Bei recherchearbeiten stößt Patrick Modiano auf eine alte
Ausgabe der Paris-Soir, in der 1941 vom Verschwinden der 15-jährigen Dora
Bruder berichtet wird. Er beginnt nachzuforschen, wer war dieses jüdische
Mädchen, das in der Anzeige recht detailliert beschrieben wird und weshalb ist
sie geflohen. Geboren als Tochter eines österreichischen und einer ungarischen
Jüdin lebte sie im 12. Arrondissement bis sie 1940 als Waisenkind unter
falschem Namen in ein Heim gegeben wurde. Dabei war zu diesem Zeitpunkt in Paris
noch nicht mit starken Repressionen gegen Juden zu rechnen. Wollten die Eltern
sie schützen? Aber wozu die Flucht und was geschah in der Zeit zwischen dem
Verschwinden und der Festnahme durch die Polizei, das schließlich zum
Wiedervereinen mit den Eltern und letztlich zum Transport nach Auschwitz
führte?
Kein Roman im klassischen Sinne, sondern die Rekonstruktion
eines Lebens in der dunkelsten Zeit der Geschichte.
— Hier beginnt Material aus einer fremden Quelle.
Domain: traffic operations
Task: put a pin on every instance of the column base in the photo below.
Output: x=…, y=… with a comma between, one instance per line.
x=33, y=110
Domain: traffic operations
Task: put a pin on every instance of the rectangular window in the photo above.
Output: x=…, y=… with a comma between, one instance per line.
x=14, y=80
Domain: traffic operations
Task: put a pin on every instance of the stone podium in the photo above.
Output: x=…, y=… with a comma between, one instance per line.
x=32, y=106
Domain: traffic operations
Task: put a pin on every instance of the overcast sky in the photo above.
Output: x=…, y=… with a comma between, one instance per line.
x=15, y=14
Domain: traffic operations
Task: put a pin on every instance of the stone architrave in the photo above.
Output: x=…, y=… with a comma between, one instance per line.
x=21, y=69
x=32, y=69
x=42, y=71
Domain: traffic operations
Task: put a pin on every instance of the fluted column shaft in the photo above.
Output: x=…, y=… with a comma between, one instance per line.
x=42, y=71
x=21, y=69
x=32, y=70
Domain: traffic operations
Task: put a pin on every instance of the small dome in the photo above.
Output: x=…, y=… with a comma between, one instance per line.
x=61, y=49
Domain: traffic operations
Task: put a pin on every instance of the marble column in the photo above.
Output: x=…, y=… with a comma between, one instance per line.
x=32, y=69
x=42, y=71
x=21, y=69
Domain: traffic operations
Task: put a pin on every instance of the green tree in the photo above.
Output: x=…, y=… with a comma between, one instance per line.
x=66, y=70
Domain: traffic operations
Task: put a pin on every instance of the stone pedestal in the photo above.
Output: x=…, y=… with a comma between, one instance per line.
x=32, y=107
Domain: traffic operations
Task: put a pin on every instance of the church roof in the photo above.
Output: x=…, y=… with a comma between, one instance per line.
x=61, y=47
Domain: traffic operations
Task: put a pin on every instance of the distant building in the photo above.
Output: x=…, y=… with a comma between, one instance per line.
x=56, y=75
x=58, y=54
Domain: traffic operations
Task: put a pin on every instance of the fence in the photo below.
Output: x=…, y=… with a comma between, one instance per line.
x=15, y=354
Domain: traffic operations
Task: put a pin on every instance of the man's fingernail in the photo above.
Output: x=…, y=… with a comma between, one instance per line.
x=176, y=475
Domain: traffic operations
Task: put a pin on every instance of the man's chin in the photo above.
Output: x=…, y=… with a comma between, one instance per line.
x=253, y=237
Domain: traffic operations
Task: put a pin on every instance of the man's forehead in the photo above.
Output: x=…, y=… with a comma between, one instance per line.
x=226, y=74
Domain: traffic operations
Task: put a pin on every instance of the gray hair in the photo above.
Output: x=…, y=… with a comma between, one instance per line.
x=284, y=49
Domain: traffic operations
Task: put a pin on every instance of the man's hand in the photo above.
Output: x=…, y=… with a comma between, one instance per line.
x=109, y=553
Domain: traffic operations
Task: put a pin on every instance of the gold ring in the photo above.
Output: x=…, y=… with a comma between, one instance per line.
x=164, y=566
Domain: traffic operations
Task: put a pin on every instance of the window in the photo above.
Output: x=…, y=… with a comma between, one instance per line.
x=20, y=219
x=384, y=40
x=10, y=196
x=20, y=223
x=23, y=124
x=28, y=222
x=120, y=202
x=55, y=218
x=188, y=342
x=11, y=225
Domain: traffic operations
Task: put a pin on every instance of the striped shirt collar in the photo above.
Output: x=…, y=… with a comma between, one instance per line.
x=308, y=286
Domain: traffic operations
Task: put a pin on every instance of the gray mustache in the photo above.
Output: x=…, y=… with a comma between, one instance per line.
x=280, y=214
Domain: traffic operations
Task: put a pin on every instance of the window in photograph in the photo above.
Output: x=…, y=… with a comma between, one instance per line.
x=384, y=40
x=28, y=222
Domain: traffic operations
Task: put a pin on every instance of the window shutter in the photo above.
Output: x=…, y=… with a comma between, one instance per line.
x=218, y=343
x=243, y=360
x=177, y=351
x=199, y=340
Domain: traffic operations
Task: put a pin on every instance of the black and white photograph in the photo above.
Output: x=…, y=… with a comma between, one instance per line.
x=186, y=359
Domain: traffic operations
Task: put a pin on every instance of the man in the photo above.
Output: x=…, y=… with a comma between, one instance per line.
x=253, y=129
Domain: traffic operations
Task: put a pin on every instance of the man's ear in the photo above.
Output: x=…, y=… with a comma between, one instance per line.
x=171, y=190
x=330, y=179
Mosaikartig setzen sich
mehr und mehr Informationen zusammen, die jedoch fragmentarisch bleiben und nur
im Ansatz ein ganzes Bild ergeben. Was jedoch ohne Zweifel offenkundig wird,
ist die Situation der jüdischen Bevölkerung im besetzten Frankreich und die
zunehmenden Schwierigkeiten, unter den Nazis ein normales Leben zu führen. Aber
die Recherchen Modianos blieben nicht ohne Folgen: seit Januar 2015 ist in
Paris eine Straße nach Dora Bruder benannt.